Второй том посвящен всем отраслям познания: естественной истории, истории человечества, богословию, философии, натурфилософии, физике и метафизике, медицине и пр. Несмотря на колоссальный круг тем, о которых Фрэнсис рассуждает, книга читается довольно легко, и, возможно, одна из причин, почему она сейчас отошла в тень, заключается в том, что идеи, считавшиеся революционными в начале семнадцатого века, давным-давно всеми признаны и стали чем-то само собой разумеющимся. Но самое интересное и важное в «Усовершенствовании наук» — это впервые предложенное разграничение этапов научного исследования и утверждение, что истину следует искать не через откровения, а с помощью разума, и это, по сути, можно считать рождением научной философии.
Читатель, который хочет увидеть за высказанными Фрэнсисом мыслями Фрэнсиса-человека, найдет верный ключ к пониманию его характера в отдельных фразах и даже пассажах, разбросанных по всему тому; например, в одном месте он пишет, что некоторые ученые мужи «почитают зазорным для науки снисходить до изучения предметов механических», и приводит притчу о философе, «который глядел на звезды и упал в лужу: ведь если бы он смотрел вниз, он увидел бы отражение звезд в воде, но на небе среди звезд он отражения воды не увидел».
Особенно большое внимание Фрэнсис уделяет искусству врачевания. «О юристе судят по тому, как он ведет дело, а не по тому, насколько правое или неправое дело он защищает.
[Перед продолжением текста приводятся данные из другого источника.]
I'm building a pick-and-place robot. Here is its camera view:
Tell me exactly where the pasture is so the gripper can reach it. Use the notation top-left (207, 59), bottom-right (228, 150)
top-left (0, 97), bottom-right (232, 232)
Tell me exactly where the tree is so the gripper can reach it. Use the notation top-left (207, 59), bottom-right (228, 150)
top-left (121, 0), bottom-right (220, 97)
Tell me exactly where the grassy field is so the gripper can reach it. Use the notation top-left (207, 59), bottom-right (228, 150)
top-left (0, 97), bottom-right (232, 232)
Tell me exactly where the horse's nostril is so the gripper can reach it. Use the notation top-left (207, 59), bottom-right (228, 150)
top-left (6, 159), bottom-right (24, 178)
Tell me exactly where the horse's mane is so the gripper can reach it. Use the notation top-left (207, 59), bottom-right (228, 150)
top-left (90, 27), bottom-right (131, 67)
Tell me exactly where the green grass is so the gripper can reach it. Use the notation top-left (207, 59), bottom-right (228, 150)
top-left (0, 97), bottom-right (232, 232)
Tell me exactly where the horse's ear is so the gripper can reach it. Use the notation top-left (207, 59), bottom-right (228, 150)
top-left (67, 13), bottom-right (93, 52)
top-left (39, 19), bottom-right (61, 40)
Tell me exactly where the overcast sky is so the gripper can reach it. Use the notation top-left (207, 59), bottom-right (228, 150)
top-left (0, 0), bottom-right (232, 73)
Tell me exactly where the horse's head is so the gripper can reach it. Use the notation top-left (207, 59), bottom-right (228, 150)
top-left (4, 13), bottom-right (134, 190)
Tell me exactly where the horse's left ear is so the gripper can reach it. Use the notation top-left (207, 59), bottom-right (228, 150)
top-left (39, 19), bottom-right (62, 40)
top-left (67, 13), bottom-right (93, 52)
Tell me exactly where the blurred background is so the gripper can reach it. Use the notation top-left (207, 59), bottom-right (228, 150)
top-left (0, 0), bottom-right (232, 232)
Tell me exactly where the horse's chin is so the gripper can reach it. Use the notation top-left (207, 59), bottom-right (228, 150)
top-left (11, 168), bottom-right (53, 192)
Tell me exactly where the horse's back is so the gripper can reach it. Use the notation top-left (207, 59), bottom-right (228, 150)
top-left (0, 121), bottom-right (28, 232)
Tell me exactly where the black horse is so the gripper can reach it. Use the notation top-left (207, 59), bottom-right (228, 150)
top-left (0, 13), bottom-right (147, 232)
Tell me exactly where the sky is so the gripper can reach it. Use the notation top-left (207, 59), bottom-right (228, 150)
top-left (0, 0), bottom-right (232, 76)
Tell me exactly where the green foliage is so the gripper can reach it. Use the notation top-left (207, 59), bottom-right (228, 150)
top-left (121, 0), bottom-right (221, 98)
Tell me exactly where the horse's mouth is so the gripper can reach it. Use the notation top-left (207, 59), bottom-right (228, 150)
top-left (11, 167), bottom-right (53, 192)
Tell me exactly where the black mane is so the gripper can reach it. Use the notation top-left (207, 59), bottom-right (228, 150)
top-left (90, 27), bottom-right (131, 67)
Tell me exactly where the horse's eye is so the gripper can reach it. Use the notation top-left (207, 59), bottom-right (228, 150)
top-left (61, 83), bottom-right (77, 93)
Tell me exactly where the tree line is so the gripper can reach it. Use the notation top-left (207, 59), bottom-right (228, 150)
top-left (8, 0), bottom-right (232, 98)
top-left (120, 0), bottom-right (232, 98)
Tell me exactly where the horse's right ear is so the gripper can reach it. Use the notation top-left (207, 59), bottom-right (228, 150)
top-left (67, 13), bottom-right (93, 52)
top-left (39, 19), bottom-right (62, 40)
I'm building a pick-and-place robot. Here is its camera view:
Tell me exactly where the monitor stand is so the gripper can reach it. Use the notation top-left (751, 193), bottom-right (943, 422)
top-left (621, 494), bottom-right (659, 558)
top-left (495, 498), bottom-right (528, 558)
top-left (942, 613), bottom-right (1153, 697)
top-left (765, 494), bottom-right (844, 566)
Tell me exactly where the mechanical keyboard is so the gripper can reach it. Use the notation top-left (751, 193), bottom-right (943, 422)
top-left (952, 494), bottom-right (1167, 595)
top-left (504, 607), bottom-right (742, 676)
Кормчего ценят за то, что он правильно определяет курс судна, а не за то, сколько ценных товаров его судно привезло из плавания. Но у врача, как, вероятно, и у политического деятеля, нет возможности наглядно продемонстрировать свои таланты, их по большей части оценивают по исходу дела, а тут никто никому не указ: ведь разве можно с уверенностью сказать, действительно ли больной выздоровел благодаря искусству врача, а страну спасло искусство дипломата или и то и другое чистая случайность? И потому мы повсеместно видим, как шарлатанов прославляют, а людей истинно знающих подвергают гонениям. Людская глупость и людское легковерие безграничны, и потому люди часто обращаются за помощью не к образованному врачу, а к знахарю-шарлатану или колдуну». Явный выпад в адрес лекарей-проходимцев, каких в те времена водилось великое множество, а уж о нынешнем времени и говорить не приходится.